In tutto il mondo tedesco, chiusa la parentesi intellettuale liberale della prima metà dell'Ottocento, si diffusero concezioni suprematiste strettamente legate alla purezza razziale, prima che culturale e linguistica. Nella Vienna di inizio Novecento, la rivista Ostara di Lanz von Liebenfels propagandava la dottrina dell'arianesimo definendosi «il primo periodico di scienza della razza»; il giovane Hitler ne fu un appassionato lettore. Secondo l'Ostara e l'allora sindaco di Vienna Karl Lueger, il nemico della razza ariana era l'ebreo corruttore, parassita e ingannatore. In linea con queste tendenze, sorsero tra Otto e Novecento molti circoli pangermanisti e razzisti, che avevano in comune il culto dell'esoterismo e una struttura organizzativa che le faceva apparire simili a sette più che a movimenti politici veri e propri.

 

Eppure, il nazionalismo tedesco di marca aristocratica sfuggì in buona parte alla psicosi razziale fino alla disfatta nella prima guerra mondiale; e anche dopo, molti aristocratici come Hindenburg faticavano a comprendere l'odio di Hitler per i semiti, che pure si erano battuti coraggiosamente al fronte.

 

Ma la leggenda della pugnalata alla schiena, che addossava la colpa della sconfitta ad un complotto di ebrei e comunisti, ebbe sempre più fortuna tra i ceti meno abbienti e gli strati più vulnerabili della piccola borghesia.

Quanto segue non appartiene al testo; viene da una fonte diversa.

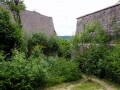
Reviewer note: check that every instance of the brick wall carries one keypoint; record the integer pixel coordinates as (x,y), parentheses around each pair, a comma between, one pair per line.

Hitler elevò tali pregiudizi a cardine del suo sistema ideologico, ravvisando nell'ebreo ora il capitalista sfruttatore, ora l'affabulatore internazionalista, ora il germe che infettava la purezza della cultura e del popolo tedesco.

 

L'assoluta centralità della razza diede una forma nuova al nazionalismo germanico, almeno per come lo intendevano i nazionalsocialisti: rimuoveva infatti lo scrupolo per la tradizione prussiana e aristocratica degli Junker sostituendola con la coesione di una arcaica comunità nazionalpopolare, quella «Völksgemeinschaft» che Hitler voleva rafforzare cancellando lo scontro di classe e sbarazzandosi degli ebrei. Neppure il nazionalismo di Hitler fu dunque «reazionario», in quanto non riconosceva alcuna leadership alla vecchia classe dirigente imperiale e all'aristocrazia. Anzi: Mein Kampf è zeppo di critiche al vecchio Reich e alla sua bolsa e incompetente classe dirigente, e il sentimento monarchico nei maggiori esponenti del NSDAP era praticamente assente. Al suo posto stava la fedeltà al Führerprinzip, il principio di assoluta predominanza del capo, cioè di Hitler in persona.

 

Lo stesso totalitarismo nazista smentisce la tesi reazionaria: una volta preso il potere, il Führer non conservò lo status quo, né restaurò l'impero; procedette a smantellare lo stato per dargli una forma congeniale alla sua concezione del potere assoluto. Quella nazista fu una rivoluzione legale e silenziosa: legale perché a nominare Hitler cancelliere fu il presidente della repubblica Hindenburg, silenziosa perché dall'inizio del 1933 alla metà del 1934 il Führer esitò a trasformare il partito in stato, limitandosi a dare ai suoi uomini ruoli chiave in pochi ministeri per poi farsi consegnare dal parlamento i pieni poteri.

 

L'opera di ingegneria istituzionale nazista stravolse la Germania. La cultura venne data in appalto a Goebbels, titolare del ministero della propaganda; vennero cancellate le autonomie secolari dei Länder e l'economia scivolò in pugno all'apparato. L'assoluta preponderanza di Hitler, che nel 1934 accentrò nella sua persona le cariche di capo di stato e capo del governo, era consolidata dalla struttura che Joachim Fest definisce «darwinismo istituzionale»: per volontà del Führer proliferavano cariche e uffici, spesso in competizione e in contraddizione nella direzione dei loro affari.

 

Un simile caos burocratico favoriva l'arrivismo dei funzionari e accresceva l'influenza del solo Hitler, a fronte della generale confusione che più tardi avrebbe messo nei guai anche l'esercito in guerra. Il socialismo «di fatto», il nazionalismo razzista e anticonvenzionale, l'autentico stravolgimento in senso dittatoriale delle istituzioni tedesche sembrano indicarci una risposta chiara alla domanda posta all'inizio: Hitler non ripristinò il vecchio, ma diede spazio al nuovo; non conservò, ma distrusse ciò che rimaneva del regime morente. La sua fu una rivoluzione.